Newly elected senator, Cory Booker, had a huge lead in polls months before Chris Christie scheduled an election for three weeks before election day. And he never looked like relinquishing that lead to conservative Tim Lonegan, even if the number did come back down to earth a bit. His 16 point lead shrunk to 11 (55%-44%), still a wide margin of victory for New Jersey's first black senator.
Booker already has a massive national following. His Twitter followers are six times the number of residents in Newark, NJ, where he previously presided as Mayor. His job now justifies his fame, says the New York Times, but how will that help him gain traction in the do-nothing Congress, where procedure takes precedent and the people who actually make decisions are members of AARP? It won't. "The Senate is an institution that rewards time," said Senator Rob Menendez. "And so it’s a little challenging, but not impossible. When I got here my freshman year, I drove the issue of getting relief from the Alternative Minimum Tax. ... It was one of my major accomplishments when I ran for re-election."
In other words, Booker would be wise to keep his head down and focus on business he can handle and truly has a grasp of. "There are many lessons to be learned from what [Ted] Cruz has done," Ross K. Baker, a political science professor at Rutgers, said. "He became an irritant right away."

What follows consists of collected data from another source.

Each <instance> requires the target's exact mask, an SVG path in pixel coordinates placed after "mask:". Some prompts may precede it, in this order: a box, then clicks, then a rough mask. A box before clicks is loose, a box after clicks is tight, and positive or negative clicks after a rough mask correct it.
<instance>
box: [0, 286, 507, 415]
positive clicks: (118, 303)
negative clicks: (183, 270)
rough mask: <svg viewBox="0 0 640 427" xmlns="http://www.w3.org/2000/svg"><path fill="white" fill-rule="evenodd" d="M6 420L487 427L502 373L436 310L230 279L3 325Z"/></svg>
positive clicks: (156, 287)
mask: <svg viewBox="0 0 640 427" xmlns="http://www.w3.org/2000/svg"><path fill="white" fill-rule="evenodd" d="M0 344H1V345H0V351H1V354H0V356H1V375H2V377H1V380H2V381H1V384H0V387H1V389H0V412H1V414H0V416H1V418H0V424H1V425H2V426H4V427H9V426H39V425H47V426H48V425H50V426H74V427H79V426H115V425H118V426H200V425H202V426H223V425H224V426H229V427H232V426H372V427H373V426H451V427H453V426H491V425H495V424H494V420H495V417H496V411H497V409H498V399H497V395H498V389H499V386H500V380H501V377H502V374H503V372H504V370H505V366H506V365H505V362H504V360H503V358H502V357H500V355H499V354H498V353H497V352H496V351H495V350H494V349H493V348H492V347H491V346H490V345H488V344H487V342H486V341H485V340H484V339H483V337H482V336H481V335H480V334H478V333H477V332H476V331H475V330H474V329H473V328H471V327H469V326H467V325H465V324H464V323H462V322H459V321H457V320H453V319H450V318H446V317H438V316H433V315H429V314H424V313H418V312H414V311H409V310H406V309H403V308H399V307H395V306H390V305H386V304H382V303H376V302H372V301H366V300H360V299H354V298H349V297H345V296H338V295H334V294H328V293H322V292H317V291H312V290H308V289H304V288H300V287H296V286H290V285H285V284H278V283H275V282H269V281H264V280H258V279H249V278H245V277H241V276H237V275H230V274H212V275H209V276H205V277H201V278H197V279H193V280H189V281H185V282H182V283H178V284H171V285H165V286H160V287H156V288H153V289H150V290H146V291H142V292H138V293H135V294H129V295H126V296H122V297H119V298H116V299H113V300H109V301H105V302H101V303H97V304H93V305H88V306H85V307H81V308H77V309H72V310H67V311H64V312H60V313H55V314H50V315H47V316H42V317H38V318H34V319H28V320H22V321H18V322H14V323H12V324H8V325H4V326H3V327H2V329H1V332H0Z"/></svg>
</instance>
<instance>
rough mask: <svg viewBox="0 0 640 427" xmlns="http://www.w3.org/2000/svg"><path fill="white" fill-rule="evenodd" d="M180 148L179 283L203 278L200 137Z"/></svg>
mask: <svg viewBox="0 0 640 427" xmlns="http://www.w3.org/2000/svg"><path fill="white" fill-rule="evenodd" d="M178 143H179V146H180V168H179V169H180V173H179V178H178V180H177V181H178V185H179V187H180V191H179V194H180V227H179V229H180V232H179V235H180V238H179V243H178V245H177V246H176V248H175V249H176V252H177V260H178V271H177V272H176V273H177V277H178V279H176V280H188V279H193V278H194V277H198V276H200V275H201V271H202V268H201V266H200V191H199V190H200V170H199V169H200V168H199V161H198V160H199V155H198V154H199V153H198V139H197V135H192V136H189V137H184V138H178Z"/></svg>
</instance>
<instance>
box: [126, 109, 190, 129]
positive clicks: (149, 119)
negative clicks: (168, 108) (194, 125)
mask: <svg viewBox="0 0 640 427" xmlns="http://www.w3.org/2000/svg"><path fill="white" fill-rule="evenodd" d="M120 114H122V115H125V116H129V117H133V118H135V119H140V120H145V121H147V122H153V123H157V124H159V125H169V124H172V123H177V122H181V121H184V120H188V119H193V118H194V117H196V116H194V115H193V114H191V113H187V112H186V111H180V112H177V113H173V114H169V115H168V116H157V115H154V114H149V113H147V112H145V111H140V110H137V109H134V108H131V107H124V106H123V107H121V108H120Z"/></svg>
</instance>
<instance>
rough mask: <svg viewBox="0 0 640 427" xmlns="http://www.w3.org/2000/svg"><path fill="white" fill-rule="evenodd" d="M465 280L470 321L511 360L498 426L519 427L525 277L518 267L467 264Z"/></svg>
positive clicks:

Though Booker will be able to throw weight around due to his national profile and close connection to President Obama, Booker will have to choose his battles carefully, much like Hillary Clinton did in her time as a senator. "She did it just right. She was very scrupulous in her choice of committees. She realized she had a lot to learn and while her credentials as a first lady gave her an enormous amount of ability, in some ways it needed to be restrained," said Baker. "She just set her mind to how the Senate worked."
Clinton would be a wise person to model for Booker, whose profile is likely to reach further heights given his new role. Though helping people and constant presence on Twitter are, in large part, what gained him so much traction in the New Jersey race before it started, the Senate is the big leagues. Helping cats out of trees and going on food stamps for a week isn't going to get him reelected anymore. He'll have to play his cards wisely. But he may not have to worry about reelection. He will run again in 2014, when the end of the term he is now serving ends, and unless he actually manages to break Congress any further, he is likely to win. After that, he might need another job to match his profile yet again.
Perhaps, Clinton's Vice President.
Booker's profile, youth, full campaign coffers after another election, and, by the time he's selected, three years of experience as a senator might qualify him for the job. When Clinton inevitably decides to run, she is a near shoo-in given the trends in national elections over the past few years. Though there is a strong conservative contingent in the United States -- you may have noticed, they shutdown the government for 16 days -- they exist in pockets. The GOP has won the popular vote just once since George H. W. Bush. Plus, it is hard to imagine a majority of women from both parties not turning out in big numbers for the first female president. With Booker, the ticket will then cover minorities and young people, in general political terms, vital demographics in the changing national picture. And if Booker follows Clinton's model in the Senate, and proves his political worth, he might just follow her into the White House.